Figure 4. – Axial Multidetector CT of the abdomen. Arrowheads indicate hyperattenuated areas corresponding to free fluid in the abdominal cavity, indicating hemoperitoneum.

The mortality rate among patients with hemoperitoneum seems to be related to the etiology of bleeding and location. In patients with acute or chronic pancreatitis, this complication rate is 60.4% and 57.1%, respectively. The arteries more involved with mortality are the splenic (20.5%), the gastroduodenal (27.9%), and the upper pancreatoduodenal arteries (46.1%).14
In the case reported here, ischemic complications were found in the kidneys and spleen where hypoattenuating areas were interpreted as infarctions (Figure 5).
Figure 5. – Multidetector CT of the abdomen, coronal reformation, showing splenic hypodense areas suggestive of splenic infarction (white arrow), showing hypoattenuating areas in both kidneys compatible with renal infarctions (black arrows).

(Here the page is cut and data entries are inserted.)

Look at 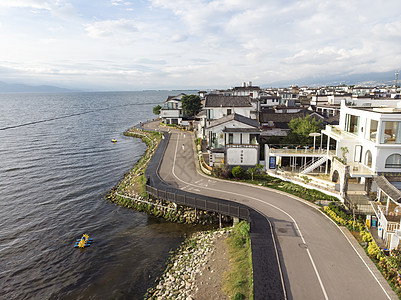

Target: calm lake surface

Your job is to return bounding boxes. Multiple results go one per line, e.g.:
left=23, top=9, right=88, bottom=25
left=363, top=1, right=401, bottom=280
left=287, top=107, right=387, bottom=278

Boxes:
left=0, top=91, right=197, bottom=299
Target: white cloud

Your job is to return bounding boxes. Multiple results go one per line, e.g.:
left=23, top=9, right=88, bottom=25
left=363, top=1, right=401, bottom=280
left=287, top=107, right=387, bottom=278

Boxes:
left=0, top=0, right=401, bottom=89
left=0, top=0, right=54, bottom=10
left=85, top=19, right=138, bottom=40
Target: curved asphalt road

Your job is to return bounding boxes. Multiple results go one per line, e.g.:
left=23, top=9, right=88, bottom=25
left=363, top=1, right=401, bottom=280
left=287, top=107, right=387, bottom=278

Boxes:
left=144, top=122, right=398, bottom=299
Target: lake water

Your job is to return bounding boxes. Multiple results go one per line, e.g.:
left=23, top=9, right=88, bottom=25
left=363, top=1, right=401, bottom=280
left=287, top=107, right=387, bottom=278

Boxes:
left=0, top=91, right=200, bottom=299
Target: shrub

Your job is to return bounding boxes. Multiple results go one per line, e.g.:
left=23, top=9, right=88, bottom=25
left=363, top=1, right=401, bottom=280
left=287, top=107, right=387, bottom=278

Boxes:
left=233, top=292, right=245, bottom=300
left=212, top=165, right=232, bottom=179
left=231, top=166, right=245, bottom=178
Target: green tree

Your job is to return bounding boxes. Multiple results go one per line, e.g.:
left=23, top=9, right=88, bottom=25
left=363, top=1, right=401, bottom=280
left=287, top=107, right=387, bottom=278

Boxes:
left=153, top=105, right=162, bottom=115
left=231, top=166, right=245, bottom=179
left=248, top=164, right=263, bottom=181
left=286, top=116, right=323, bottom=145
left=181, top=95, right=202, bottom=116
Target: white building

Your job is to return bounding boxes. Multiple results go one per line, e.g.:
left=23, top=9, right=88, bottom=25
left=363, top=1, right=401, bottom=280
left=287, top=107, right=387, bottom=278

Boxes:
left=160, top=93, right=185, bottom=125
left=206, top=113, right=260, bottom=166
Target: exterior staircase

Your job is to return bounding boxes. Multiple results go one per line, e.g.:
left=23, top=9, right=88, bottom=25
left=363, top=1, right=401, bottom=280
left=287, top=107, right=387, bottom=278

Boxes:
left=301, top=156, right=329, bottom=174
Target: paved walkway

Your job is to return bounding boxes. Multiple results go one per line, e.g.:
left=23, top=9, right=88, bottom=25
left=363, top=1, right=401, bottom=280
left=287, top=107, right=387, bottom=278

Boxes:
left=142, top=123, right=398, bottom=299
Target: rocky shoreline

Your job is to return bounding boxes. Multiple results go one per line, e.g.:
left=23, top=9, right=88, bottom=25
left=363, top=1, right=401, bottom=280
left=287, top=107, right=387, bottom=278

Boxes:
left=106, top=127, right=231, bottom=225
left=145, top=229, right=228, bottom=300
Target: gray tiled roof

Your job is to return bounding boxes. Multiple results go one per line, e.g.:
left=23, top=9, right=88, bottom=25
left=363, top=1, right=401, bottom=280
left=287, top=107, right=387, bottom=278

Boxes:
left=205, top=95, right=252, bottom=107
left=166, top=93, right=186, bottom=102
left=207, top=114, right=259, bottom=128
left=373, top=176, right=401, bottom=203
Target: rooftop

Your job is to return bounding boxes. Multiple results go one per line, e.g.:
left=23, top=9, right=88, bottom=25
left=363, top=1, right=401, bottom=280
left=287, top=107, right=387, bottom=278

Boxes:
left=205, top=95, right=252, bottom=107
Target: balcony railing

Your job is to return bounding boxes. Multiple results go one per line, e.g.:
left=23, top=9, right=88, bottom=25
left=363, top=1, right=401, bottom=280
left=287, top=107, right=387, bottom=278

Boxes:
left=378, top=205, right=401, bottom=233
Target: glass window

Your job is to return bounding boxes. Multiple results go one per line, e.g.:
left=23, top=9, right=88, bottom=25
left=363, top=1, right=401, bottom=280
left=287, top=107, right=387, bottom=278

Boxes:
left=345, top=114, right=359, bottom=134
left=354, top=145, right=362, bottom=162
left=365, top=150, right=372, bottom=168
left=369, top=120, right=379, bottom=142
left=386, top=154, right=401, bottom=168
left=250, top=134, right=258, bottom=145
left=380, top=121, right=401, bottom=144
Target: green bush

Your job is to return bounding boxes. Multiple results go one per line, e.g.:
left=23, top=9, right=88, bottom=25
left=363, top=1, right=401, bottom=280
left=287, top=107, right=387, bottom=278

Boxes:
left=231, top=166, right=245, bottom=178
left=212, top=165, right=232, bottom=179
left=233, top=292, right=245, bottom=300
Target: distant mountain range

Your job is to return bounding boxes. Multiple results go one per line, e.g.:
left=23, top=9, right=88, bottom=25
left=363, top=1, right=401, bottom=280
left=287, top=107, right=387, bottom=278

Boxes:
left=267, top=70, right=401, bottom=87
left=0, top=81, right=77, bottom=93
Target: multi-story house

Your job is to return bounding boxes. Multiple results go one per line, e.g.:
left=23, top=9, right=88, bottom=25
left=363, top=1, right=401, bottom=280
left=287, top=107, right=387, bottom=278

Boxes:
left=160, top=93, right=185, bottom=125
left=199, top=95, right=260, bottom=166
left=368, top=176, right=401, bottom=250
left=322, top=101, right=401, bottom=182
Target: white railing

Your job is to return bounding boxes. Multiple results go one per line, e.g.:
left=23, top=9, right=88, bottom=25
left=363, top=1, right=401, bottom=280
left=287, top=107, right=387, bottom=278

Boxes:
left=300, top=156, right=329, bottom=174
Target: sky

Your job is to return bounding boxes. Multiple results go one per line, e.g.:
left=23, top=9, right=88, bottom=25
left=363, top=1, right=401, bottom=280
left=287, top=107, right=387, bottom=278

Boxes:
left=0, top=0, right=401, bottom=90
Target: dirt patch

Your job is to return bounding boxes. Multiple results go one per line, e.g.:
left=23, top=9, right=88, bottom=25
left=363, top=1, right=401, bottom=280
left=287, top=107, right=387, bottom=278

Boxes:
left=192, top=233, right=230, bottom=300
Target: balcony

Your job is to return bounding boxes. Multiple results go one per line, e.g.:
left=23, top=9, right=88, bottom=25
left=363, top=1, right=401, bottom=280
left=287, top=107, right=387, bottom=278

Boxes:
left=372, top=202, right=401, bottom=233
left=226, top=144, right=259, bottom=148
left=322, top=125, right=358, bottom=141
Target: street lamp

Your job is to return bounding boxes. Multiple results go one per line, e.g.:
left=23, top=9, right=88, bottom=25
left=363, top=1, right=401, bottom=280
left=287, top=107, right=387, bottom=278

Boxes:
left=309, top=132, right=321, bottom=152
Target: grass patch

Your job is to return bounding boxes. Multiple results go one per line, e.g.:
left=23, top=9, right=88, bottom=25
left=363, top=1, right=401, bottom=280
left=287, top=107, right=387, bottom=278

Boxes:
left=223, top=174, right=338, bottom=203
left=223, top=221, right=253, bottom=299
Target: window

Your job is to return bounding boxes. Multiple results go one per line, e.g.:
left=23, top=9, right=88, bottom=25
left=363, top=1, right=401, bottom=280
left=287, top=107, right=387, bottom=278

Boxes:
left=345, top=114, right=359, bottom=134
left=250, top=134, right=258, bottom=145
left=380, top=121, right=401, bottom=144
left=369, top=120, right=379, bottom=142
left=386, top=154, right=401, bottom=168
left=365, top=150, right=372, bottom=168
left=354, top=145, right=362, bottom=162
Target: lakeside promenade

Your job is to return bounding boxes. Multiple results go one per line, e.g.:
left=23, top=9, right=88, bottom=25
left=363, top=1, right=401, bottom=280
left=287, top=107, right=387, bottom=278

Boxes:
left=144, top=122, right=398, bottom=299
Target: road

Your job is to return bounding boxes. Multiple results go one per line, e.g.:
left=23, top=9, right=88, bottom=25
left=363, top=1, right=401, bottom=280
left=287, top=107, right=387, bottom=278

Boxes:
left=145, top=123, right=398, bottom=299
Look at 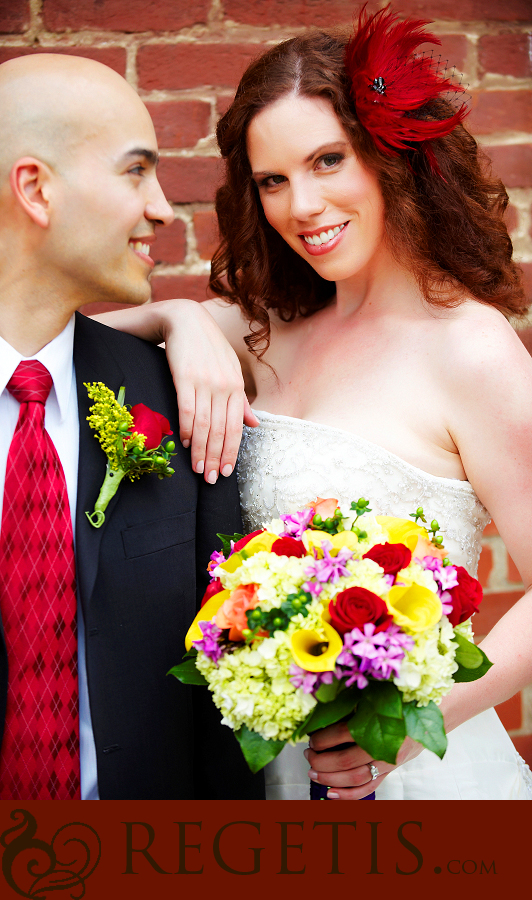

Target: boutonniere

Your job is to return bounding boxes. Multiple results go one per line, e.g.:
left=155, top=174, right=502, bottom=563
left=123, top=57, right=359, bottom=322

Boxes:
left=84, top=381, right=175, bottom=528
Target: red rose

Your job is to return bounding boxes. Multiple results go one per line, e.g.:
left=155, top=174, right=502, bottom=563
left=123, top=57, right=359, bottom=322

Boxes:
left=233, top=528, right=265, bottom=553
left=272, top=538, right=307, bottom=559
left=131, top=403, right=174, bottom=450
left=363, top=544, right=412, bottom=575
left=329, top=588, right=392, bottom=634
left=201, top=578, right=223, bottom=606
left=447, top=566, right=482, bottom=628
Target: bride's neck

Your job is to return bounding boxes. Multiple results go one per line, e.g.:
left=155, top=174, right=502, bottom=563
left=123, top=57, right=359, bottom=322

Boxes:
left=335, top=263, right=421, bottom=317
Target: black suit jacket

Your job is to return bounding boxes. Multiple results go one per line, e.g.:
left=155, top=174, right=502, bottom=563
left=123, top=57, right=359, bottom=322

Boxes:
left=0, top=314, right=264, bottom=800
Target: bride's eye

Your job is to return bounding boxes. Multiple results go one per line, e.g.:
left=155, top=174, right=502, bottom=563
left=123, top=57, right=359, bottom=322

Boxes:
left=259, top=175, right=286, bottom=187
left=318, top=153, right=344, bottom=169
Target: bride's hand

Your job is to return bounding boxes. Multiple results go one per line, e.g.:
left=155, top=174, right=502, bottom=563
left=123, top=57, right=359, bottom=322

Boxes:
left=92, top=299, right=259, bottom=484
left=305, top=722, right=423, bottom=800
left=159, top=300, right=258, bottom=484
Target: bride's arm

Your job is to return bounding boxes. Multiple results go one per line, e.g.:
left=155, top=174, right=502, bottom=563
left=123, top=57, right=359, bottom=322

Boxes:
left=305, top=312, right=532, bottom=800
left=92, top=299, right=257, bottom=483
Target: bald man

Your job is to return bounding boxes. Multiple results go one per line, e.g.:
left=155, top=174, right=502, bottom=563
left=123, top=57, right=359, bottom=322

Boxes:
left=0, top=54, right=263, bottom=800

Acute renal failure (ARF) is a common complication of severe AP associated with increased morbidity and mortality. The precise mechanism of ARF in patients with severe AP has not been clarified. It involves several factors, such as hypoxia, the release of pancreatic enzymes affecting the renal microcirculation, decreased renal perfusion pressure due to abdominal compartment syndrome, intra-abdominal hypertension, and hypovolemia. Endotoxins and free radicals also play an important role in the physiopathology of severe AP and ARF.21
Splenic involvement in AP is rare; however, in this case, we observed hypoattenuating areas permeating the splenic parenchyma (Figure 4). The contiguity between the pancreatic tail and the splenic hilum may constitute a gateway to the inflammatory process.22
The liver is another organ that can be affected by AP. In this case, we observed thin perivesicular hypoattenuating areas, which may correspond to perfusion hepatic disorders. The pancreatic inflammatory process extended along the hepatoduodenal gastrohepatic ligament and the portal vein, reaching the Glisson’s capsule. Perfusion changes caused by AP usually reach the right liver lobe. Systemic mediators and the local inflammatory process are responsible for this damage.23
This patient presented severe complications, some of them rare. We highlight the fact that MDCT was an excellent auxiliary method for all the above mentioned diagnoses, proving to be not only useful for diagnosis, but also crucial for the follow-up of any patient with AP.
Footnotes
Sigrist RMS, Gomes SIM, Possagnolo DT, Martines BMR. Unusual tomographic findings of complicated necrotizing pancreatitis. Autopsy Case Rep [Internet]. 2013; 3(4): 63-8. http://dx.doi.org/10.4322/acr.2013.041
Reference values: urea 5–25 mg/dL; creatinine 0.4-1.3 mg/dL; potassium 3.5-5.0 mEq/L; amylase 20-160 U/L; lipase < 60 U/L; and LDH 120-246 U/L.